Monday, February 23, 2015

Hot Tub Time Machine 2, The D.U.F.F., McFarland, USA

Hot Tub Time Machine 2
The D.U.F.F.



McFarland, USA


One mild recommendation and an affectionate discommendation in a slow week at the movies:

The less said, the better about the sophomoric sequel "Hot Tub Time Machine 2," which in 90 minutes destroys all the goodwill of the infinitely funnier original. Returning director Steve Pink - who also made last year's terrific "About Last Night" - never finds a consistent comic tone, leaving us to hurtle through time and space in a vomit-inducing vortex of anatomical and scatological jokes and pantomimed anal intercourse. Craig Robinson and Adam Scott survive intact, but this may mark the end for Rob Corddry and Clark Duke, and certainly for any notional franchise.

Smart, quirky high schooler Bianca (Mae Whitman) is besties with Jess (Skyler Samuels) and Casey (Bianca A. Santos) and has a crush on feckless guitarist Toby (Nick Eversman, a ringer for Joe, the object of Lili Taylor's obsession in "say anything…"), but has her content life turned upside down when football jock Wesley (hunky Robbie Amell, a ringer for a young Tom Cruise) explains to her that she's a D.U.F.F. (Designated Ugly Fat Friend), a gatekeeper whom guys only use to get to her hot friends. Bianca cuts a deal with Wesley: she'll get him through chemistry so he can stay on the team if he turns her into a hottie so she can land Toby. There are a number of laughs in "The D.U.F.F.," most of them owing to Whitman's comic talents and her casually comfortable chemistry with Amell. But it tries too hard to make its titular acronym a "thing," its anti-bullying message lacks thrust, and fundamentally, Bianca's not ugly or fat; at worst, maybe frumpy.

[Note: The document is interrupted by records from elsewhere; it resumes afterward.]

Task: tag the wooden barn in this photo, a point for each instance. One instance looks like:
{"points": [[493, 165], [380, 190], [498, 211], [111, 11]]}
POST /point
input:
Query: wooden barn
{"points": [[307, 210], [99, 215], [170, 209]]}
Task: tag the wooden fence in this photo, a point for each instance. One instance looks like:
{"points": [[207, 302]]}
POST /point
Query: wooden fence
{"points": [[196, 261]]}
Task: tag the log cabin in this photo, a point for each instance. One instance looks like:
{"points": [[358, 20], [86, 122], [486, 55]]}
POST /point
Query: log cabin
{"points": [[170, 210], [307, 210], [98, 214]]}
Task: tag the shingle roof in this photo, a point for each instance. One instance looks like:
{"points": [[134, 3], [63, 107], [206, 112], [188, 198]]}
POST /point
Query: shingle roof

The inspirational Disney sports drama "McFarland, USA" is better than that description might make you fear. Its heart is in the right place. Kevin Costner plays Jim White, a high school football coach who, after losing his job for throwing a cleat at a player, moves with his wife (Maria Bello) and two daughters to McFarland, California, an almost all-Latino town of produce pickers who can't afford Bakersfield. He takes note of how fast his players can run - they work the fields before and after school - and, seizing on some new government funding, starts a cross-country team that, despite disparities in budget and experience, will go on to claim nine state titles over the next fifteen years.

It's a feel-good story to be sure, a perfect fit for Costner's taciturn geniality, and directed with good humor by "Whale Rider's" Niki Caro. I do wish she had found a way to trim, say, 20 of its 129 minutes, or to make better use of Maria Bello, who gave such a harrowing and raw performance as the mother of a school shooter in 2010's "Beautiful Boy," it's a shame to see her reduced to lines like, "It's your decision, baby." My friend Adrienne - who, you may recall, had tears in her eyes at the end of "Draft Day" - was a mess after "McFarland." Mascara everywhere. She had to take back the tissues she'd lent me for my runny nose.